AMERİKALI ÇOCUKTAN ATATÜRK’E MEKTUP
Bir ulusun özgürlüğünü kazanıp modernleşmesini sağlamak için varını yoğunu ortaya koyan Atatürk Cumhuriyeti ilan etmesinden kısa bir süre sonra eline geçen bir mektubu okurken gülümsemekle birlikte duygulanır. Atatürk’ü duygulandıran bu satırlar Amerika’da yaşayan 10 yaşındaki bir çocuğun kaleminden çıkmıştır.

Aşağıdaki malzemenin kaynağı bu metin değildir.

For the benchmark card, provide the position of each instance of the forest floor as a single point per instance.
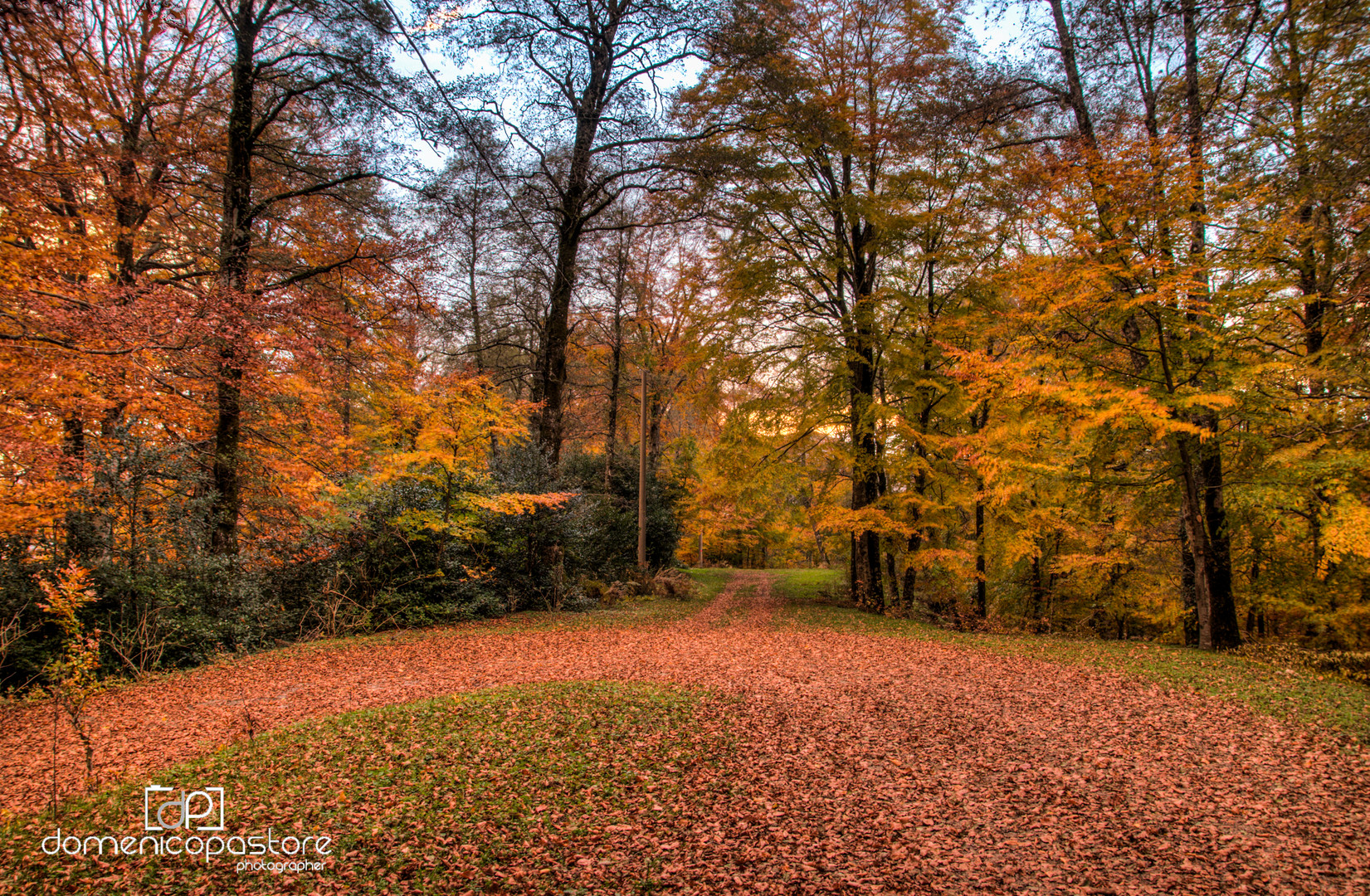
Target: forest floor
(715, 747)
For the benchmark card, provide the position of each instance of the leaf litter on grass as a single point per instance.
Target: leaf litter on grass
(810, 762)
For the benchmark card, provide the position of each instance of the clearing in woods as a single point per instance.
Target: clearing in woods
(722, 751)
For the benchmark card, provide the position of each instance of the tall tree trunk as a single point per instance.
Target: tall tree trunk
(1187, 588)
(1212, 553)
(616, 368)
(235, 247)
(549, 387)
(866, 467)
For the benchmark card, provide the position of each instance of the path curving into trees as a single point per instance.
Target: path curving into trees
(869, 763)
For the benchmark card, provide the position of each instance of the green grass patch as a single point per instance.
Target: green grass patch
(481, 792)
(711, 582)
(812, 587)
(1285, 692)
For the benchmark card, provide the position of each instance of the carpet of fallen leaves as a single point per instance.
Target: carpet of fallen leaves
(856, 763)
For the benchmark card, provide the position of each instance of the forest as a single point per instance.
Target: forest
(322, 317)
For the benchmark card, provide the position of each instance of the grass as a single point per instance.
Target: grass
(477, 792)
(711, 582)
(1306, 696)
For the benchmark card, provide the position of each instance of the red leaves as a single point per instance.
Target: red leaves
(840, 763)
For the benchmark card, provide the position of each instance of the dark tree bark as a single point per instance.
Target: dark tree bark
(235, 252)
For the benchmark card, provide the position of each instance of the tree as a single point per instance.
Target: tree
(821, 105)
(587, 82)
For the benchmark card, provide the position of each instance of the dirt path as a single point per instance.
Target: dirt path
(877, 765)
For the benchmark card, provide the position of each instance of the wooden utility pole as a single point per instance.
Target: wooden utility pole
(641, 480)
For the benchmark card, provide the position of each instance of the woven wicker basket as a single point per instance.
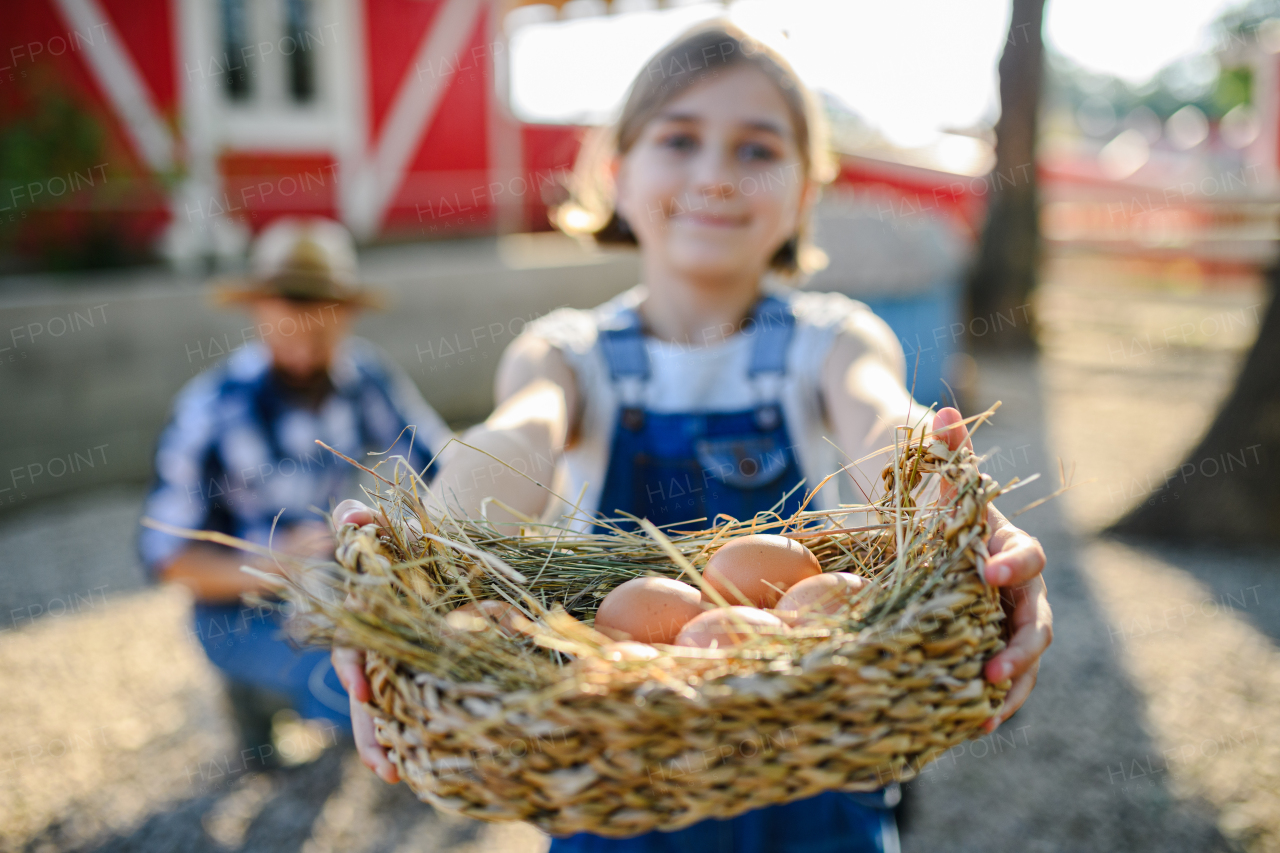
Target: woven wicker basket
(621, 748)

Mektupta “Sayın Efendim” diye bahsettiği Atatürk’e seslenen küçük çocuk bir röportaj sayesinde Mustafa Kemal ve hükümetine ilgi duyduğunu belirtiyordu.
Mektupta yer alan diğer ifadeler ise
“Türkiye hakkında bir defterim var ve şimdiden siz ve bayan Kemal (Latife hanım) hakkında birçok resim topladım. Lütfen bir Amerikalı çocuğa bir küçük not ve bir imzalı fotoğrafınızı gönderin. Bir gün Türkiye’yi görebileceğimi umut ediyorum.
Saygılarımla.”
Curtis LaFrance
Atatürk’ün küçük çocuğa cevaben yazdığı mektup:
Çocuğun böyle masumane ricasını görmezden gelmeyen Atatürk hemen bir kağıt ve kalem isteyerek çocuk için şu ifadeleri işler mektuba.

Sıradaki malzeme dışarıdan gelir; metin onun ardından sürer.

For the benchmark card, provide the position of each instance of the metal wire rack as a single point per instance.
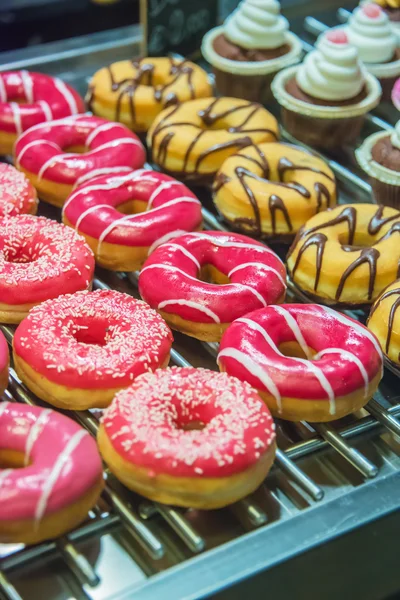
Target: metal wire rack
(120, 510)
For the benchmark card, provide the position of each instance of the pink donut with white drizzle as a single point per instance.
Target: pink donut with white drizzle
(27, 99)
(202, 281)
(39, 258)
(155, 203)
(308, 362)
(79, 350)
(188, 437)
(55, 155)
(54, 476)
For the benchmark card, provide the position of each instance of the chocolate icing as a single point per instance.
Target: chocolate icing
(385, 154)
(227, 49)
(294, 90)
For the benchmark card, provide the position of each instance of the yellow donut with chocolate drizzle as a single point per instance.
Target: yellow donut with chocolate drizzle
(271, 190)
(384, 321)
(347, 255)
(135, 92)
(193, 140)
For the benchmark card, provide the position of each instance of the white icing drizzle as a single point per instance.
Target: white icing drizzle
(292, 324)
(99, 129)
(28, 86)
(46, 109)
(350, 356)
(101, 171)
(3, 92)
(56, 472)
(16, 110)
(35, 432)
(165, 185)
(258, 266)
(255, 370)
(190, 304)
(67, 94)
(35, 143)
(165, 238)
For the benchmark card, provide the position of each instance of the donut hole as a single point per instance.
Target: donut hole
(12, 459)
(294, 350)
(132, 207)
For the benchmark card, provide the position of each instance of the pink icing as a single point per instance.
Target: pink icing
(145, 423)
(93, 340)
(93, 208)
(17, 194)
(337, 36)
(39, 258)
(40, 98)
(62, 462)
(43, 149)
(169, 278)
(347, 356)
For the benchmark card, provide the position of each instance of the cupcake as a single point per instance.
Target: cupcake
(370, 32)
(379, 157)
(324, 100)
(392, 10)
(250, 48)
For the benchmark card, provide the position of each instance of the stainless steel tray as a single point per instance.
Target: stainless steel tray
(328, 480)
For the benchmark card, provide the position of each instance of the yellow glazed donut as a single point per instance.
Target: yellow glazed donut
(135, 92)
(271, 190)
(347, 255)
(193, 140)
(384, 321)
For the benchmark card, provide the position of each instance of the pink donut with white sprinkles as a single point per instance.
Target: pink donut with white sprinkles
(59, 477)
(121, 242)
(77, 351)
(27, 99)
(189, 437)
(55, 155)
(202, 281)
(39, 258)
(308, 362)
(17, 194)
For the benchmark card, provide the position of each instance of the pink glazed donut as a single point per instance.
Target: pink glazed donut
(55, 155)
(27, 99)
(39, 259)
(79, 350)
(155, 204)
(51, 474)
(201, 282)
(188, 437)
(308, 362)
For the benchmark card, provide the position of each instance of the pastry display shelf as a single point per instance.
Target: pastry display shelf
(328, 479)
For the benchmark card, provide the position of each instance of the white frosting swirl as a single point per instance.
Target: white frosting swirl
(395, 137)
(256, 24)
(331, 72)
(372, 36)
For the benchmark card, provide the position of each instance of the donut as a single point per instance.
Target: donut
(384, 321)
(308, 362)
(55, 155)
(348, 255)
(77, 351)
(135, 92)
(27, 99)
(153, 205)
(39, 258)
(271, 190)
(4, 364)
(17, 194)
(193, 139)
(50, 474)
(201, 282)
(188, 437)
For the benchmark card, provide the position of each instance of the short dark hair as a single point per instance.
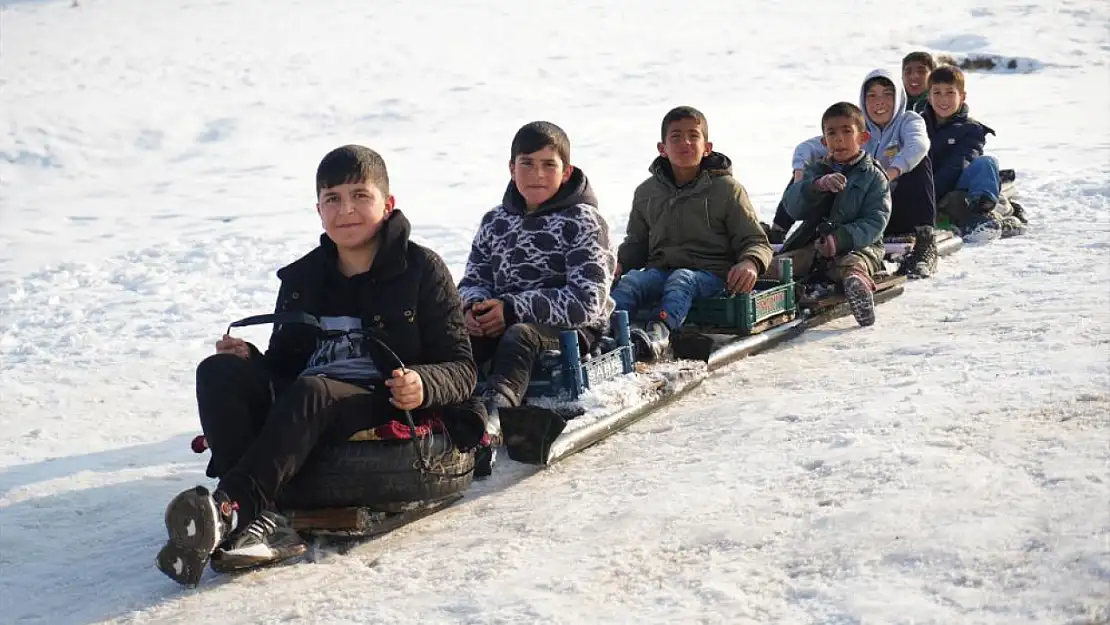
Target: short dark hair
(948, 74)
(538, 134)
(919, 57)
(845, 110)
(352, 164)
(879, 79)
(679, 113)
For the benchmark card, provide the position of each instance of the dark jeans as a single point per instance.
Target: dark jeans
(260, 435)
(914, 202)
(514, 353)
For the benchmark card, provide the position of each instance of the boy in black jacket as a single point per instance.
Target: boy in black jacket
(967, 181)
(262, 414)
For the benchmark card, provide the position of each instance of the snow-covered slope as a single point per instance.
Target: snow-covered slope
(948, 465)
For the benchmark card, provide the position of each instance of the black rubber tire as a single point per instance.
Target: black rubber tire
(375, 474)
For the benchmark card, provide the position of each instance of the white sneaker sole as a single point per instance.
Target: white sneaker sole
(192, 522)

“Mektubunuzu aldım. Türk vatanı hakkındaki alaka ve temenniyatınıza teşekkür ederim. Arzunuz veçhile bir adet fotoğrafımı leffen gönderiyorum. Amerika’nın zeki ve çalışkan çocuklarına yegane tavsiyem, Türkler hakkında her işittiklerine hakikat nazariyle bakmayıp kanıtlarını mutlaka ilmî ve esaslı tedkikata istinat ettirmeye bilhassa affı ehemmiyet eylemeleridir.

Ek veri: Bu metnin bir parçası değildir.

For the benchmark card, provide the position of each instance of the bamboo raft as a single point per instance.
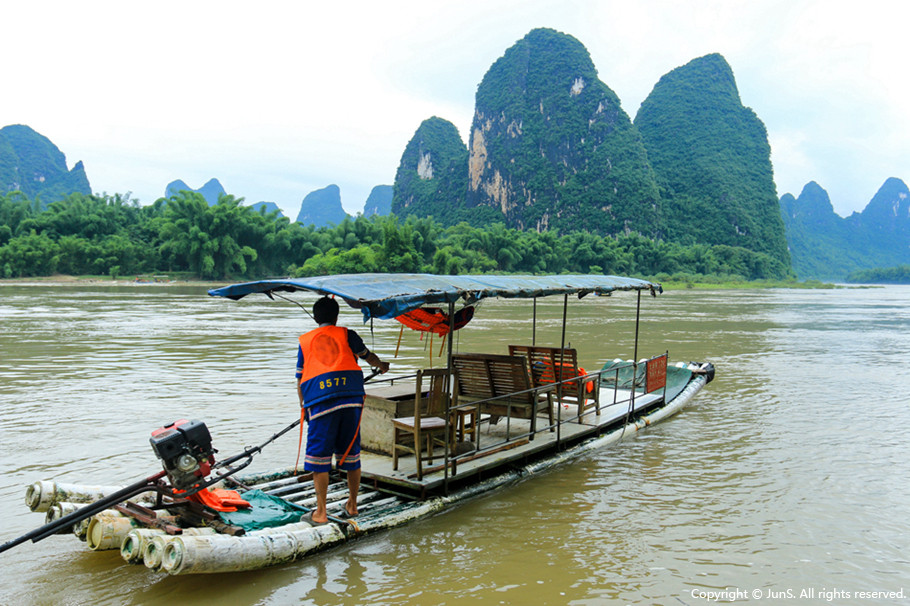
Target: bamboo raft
(382, 502)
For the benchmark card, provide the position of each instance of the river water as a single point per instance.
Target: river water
(788, 474)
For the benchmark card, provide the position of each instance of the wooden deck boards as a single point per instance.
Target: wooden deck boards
(378, 467)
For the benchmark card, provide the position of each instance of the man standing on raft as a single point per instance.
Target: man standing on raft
(330, 389)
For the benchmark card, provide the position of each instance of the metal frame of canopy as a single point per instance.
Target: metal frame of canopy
(386, 296)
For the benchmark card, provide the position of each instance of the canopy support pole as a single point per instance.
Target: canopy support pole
(450, 389)
(635, 351)
(558, 372)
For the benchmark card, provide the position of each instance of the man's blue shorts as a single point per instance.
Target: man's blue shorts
(330, 434)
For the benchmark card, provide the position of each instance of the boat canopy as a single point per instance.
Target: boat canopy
(386, 296)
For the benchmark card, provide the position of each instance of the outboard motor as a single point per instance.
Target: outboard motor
(185, 450)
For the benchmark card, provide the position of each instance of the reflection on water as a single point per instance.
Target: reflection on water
(788, 471)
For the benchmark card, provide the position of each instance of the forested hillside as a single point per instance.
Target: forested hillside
(113, 235)
(713, 160)
(551, 148)
(826, 246)
(30, 163)
(431, 180)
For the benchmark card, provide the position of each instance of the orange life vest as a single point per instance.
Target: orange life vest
(330, 368)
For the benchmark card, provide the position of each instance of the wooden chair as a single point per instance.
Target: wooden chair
(500, 383)
(550, 365)
(428, 422)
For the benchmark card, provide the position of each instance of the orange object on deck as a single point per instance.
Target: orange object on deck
(433, 319)
(220, 499)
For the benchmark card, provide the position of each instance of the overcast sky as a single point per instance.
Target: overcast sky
(277, 99)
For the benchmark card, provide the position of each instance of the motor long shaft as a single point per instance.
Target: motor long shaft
(86, 512)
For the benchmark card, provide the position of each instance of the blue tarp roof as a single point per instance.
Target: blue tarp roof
(386, 296)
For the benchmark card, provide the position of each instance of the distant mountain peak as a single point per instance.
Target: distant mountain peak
(32, 164)
(211, 191)
(322, 207)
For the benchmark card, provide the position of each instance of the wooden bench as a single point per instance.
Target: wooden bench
(501, 385)
(549, 365)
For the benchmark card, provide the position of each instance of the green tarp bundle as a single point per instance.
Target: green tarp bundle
(266, 512)
(677, 378)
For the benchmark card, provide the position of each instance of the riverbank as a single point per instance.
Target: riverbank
(66, 280)
(181, 279)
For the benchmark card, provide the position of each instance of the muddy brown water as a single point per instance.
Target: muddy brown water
(788, 473)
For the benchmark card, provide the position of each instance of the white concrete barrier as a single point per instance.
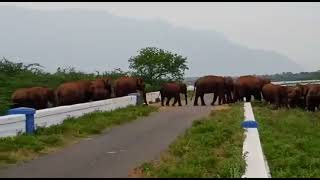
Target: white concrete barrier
(152, 96)
(11, 125)
(257, 166)
(54, 116)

Hayatta naili muvaffakiyet ve saadet olmanızı temenni ederim.”
Türkiye Reis-i Cumhuru
Gazi Mustafa Kemal
Atatürk’ün çocuklarla ilgili yüzlerce buna benzer anısı vardır. Ben sadece çocuklarımıza yarının gençlerine bu ülkenin geleceği olacak evlatlarımıza referans olması için bu üç anıyı seçtim. Bu vesile ile 23 Nisan Çocuk Bayramını başta Türk çocukları olmak üzere bütün dünya çocuklarına armağan eden Ulu önder Mustafa Kemal Atatürk’ü ve silah arkadaşlarını rahmetle minnetle özlemle yad ediyorum. Başta kendi çocuklarım olmak üzere bütün dünya çocuklarının 23 Nisan Çocuk Bayramını tebrik ediyor, onlara sağlıklı huzurlu barış içerisinde uzun bir ömür temenni ediyorum. Yazımı Atatürk’ün çocuklara söylediği şu sözleriyle bitirmek istiyorum.
“Küçük Hanımlar, Küçük Beyler!
Sizler hepiniz geleceğin bir gülü, yıldızı, geleceğin ışığısınız.
Memleketi asıl ışığa boğacak sizsiniz.
Kendiniz ne kadar önemli, değerli, olduğunuzu düşünerek ona göre çalışınız.”